L a - b e a u t é - s a u v e r a - l e - m o n d e ~ D o s t o ï e v s k i

L a - b e a u t é - s a u v e r a - l e - m o n d e  ~  D o s t o ï e v s k i



Saturday, May 3, 2014

Anne Vallayer-Coster



Anne Vallayer-Coster (21 December 1744, Paris – 28 February 1818, Paris), French artist specializing in floral paintings and still lifes. Having displayed great talent at an early age, she was admitted to the Académie Royale de Peinture et de Sculpture in 1770, at the age of twenty-six, only one of four women accepted into the Académie prior to the French Revolution.

Anne Vallayer-Coster, by Alexander Roslin, 1784.

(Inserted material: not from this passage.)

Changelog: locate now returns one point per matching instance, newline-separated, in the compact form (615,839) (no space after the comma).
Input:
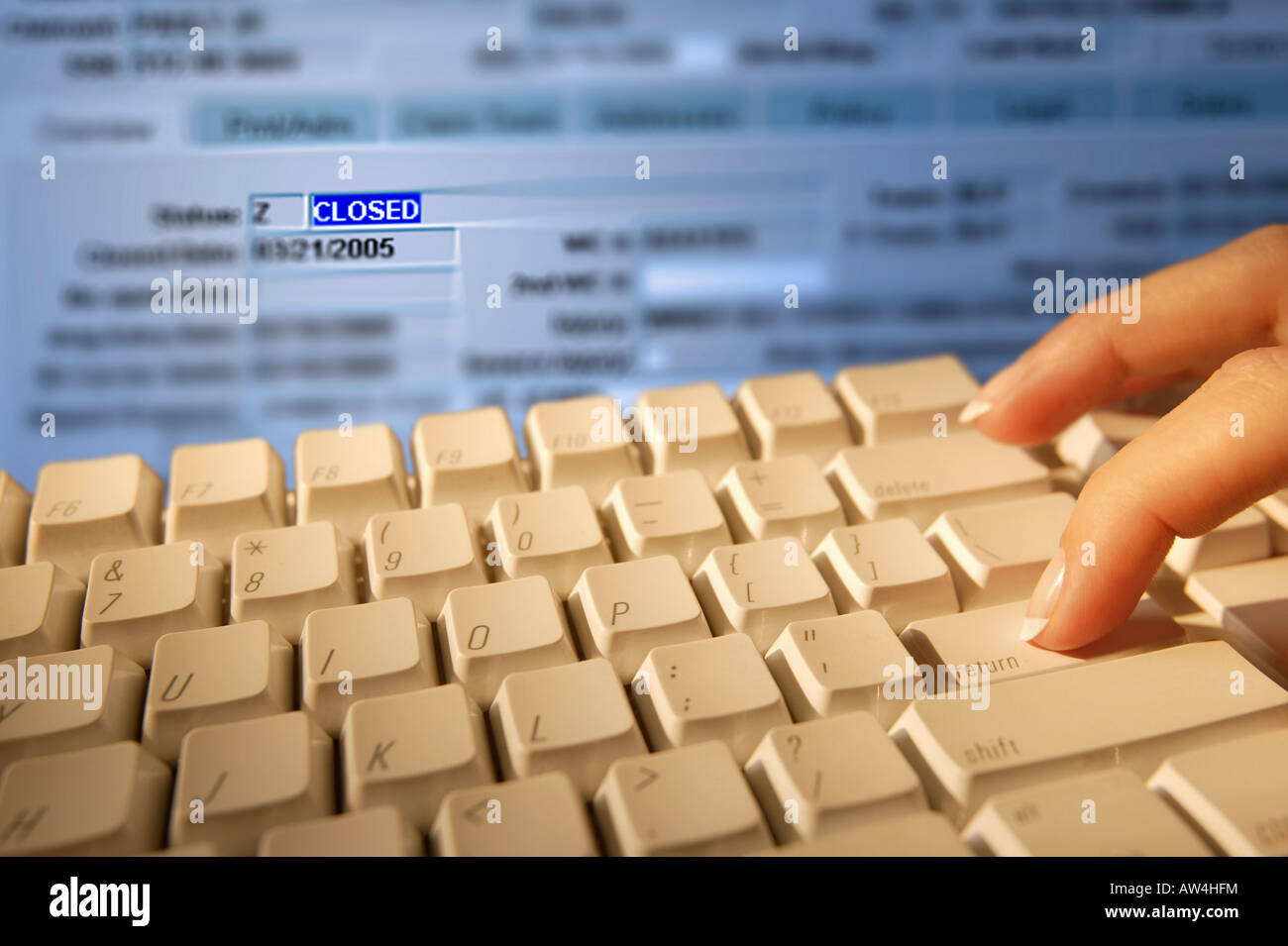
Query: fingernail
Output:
(1042,604)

In the academic hierarchy, the still life was considered one of the lesser art forms, but Vallayer-Coster's skill was so great that she attracted the interest of collectors and the great respect of other artists. She also appears to have been quite adept at politics, and showed great skill in negotiating the inherent difficulties of being a woman in the Arts. In 1775, she began to show the paintings of flowers for which she is best known, and came under the patronage of Marie Antoinette four years later. Other royal patronage followed. In 1781, with pressure from the queen, Vallayer-Coster was allowed space to live and work in the Louvre, a situation extremely unusual for a woman at the time. Soon after - at Versailles, in the presence of the queen - she made an advantageous marriage, ascending to the lower ranks of the nobility.

During the Revolution, because of her royal connections and noble status, her situation became quite difficult, personally, and though she weathered the Terror, her career never recovered.